It’s hard to invest in ad tech these days. Why? The ecosystem is so concentrated.
Google and Facebook are the only active buyers in the market place. Google dominates search and contextual ads in addition to video ads. Facebook owns 28% of display ad inventory. Other players like Aol and Yahoo are riding into the sunset and Microsoft has all but given up acquiring or building, favoring investment. As ad networks migrated to exchanges, power concentrated further. After all, market places are winner take all.
In my view, only an antitrust ruling against Google (right or wrong) would have enough disruptive power to change these dynamics. Perhaps an AppNexus IPO will impact the market, too, but to a much smaller extent.
But this market dynamic isn’t just constrained to ad tech. In fact, the mechanics of social networks and data based businesses reinforce initially small data advantages or user base advantage that soon compound to magnificent power differentials. Google’s search became significantly better over time because they had more clicks. More data led to better algorithms and so on. More users and activity on LinkedIn built the user base – same for Facebook and Zynga. Successful iOS applications convinced new developers to build atop Apple’s platform. Amazon’s expertise in operating at scale has been rewarded with eCommerce dominance (and subsequent pricing power in acquisitions) as well as infrastructure dominance (AWS). Instagram and Branchout both have seen compounding growth for the same reasons.
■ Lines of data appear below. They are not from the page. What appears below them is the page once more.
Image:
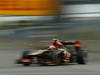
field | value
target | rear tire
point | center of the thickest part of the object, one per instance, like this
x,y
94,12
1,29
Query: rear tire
x,y
57,60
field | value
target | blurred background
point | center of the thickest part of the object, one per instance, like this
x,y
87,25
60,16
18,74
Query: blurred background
x,y
36,25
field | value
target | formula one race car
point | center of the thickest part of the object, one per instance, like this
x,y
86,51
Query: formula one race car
x,y
58,56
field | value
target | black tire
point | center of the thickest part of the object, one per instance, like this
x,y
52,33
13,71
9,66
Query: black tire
x,y
25,53
26,64
57,60
81,59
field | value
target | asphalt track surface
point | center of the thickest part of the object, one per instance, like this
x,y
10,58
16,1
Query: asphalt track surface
x,y
9,53
8,67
Despite the record amount of cash tech companies carry on their balance sheet (somewhere close to $250B for the top 6), it’s more important than ever for startups to build sustainable standalone businesses. Why? There is no reward for second place in these markets because there are so few buyers in most of these consumer markets.
I have no doubt that market winners will find tremendous exit valuations (Instagram) because the disruptive risk is so great. Chris Dixon points out that it was rational for Facebook to buy a big potential threat for just 1% of their expected market cap. But second place companies won’t find these premiums often because the buyer set is limited and the second place competitor is often much smaller than the winner (because of the social network and data network power compounding effects).
With these kinds of winner take all market place dynamics, your business has to be able to stand on its own as a valuable company. And if you reach the scale that interests one of these big buyers, I’d advise you to go all in. It’s time to get some more competition in these sectors.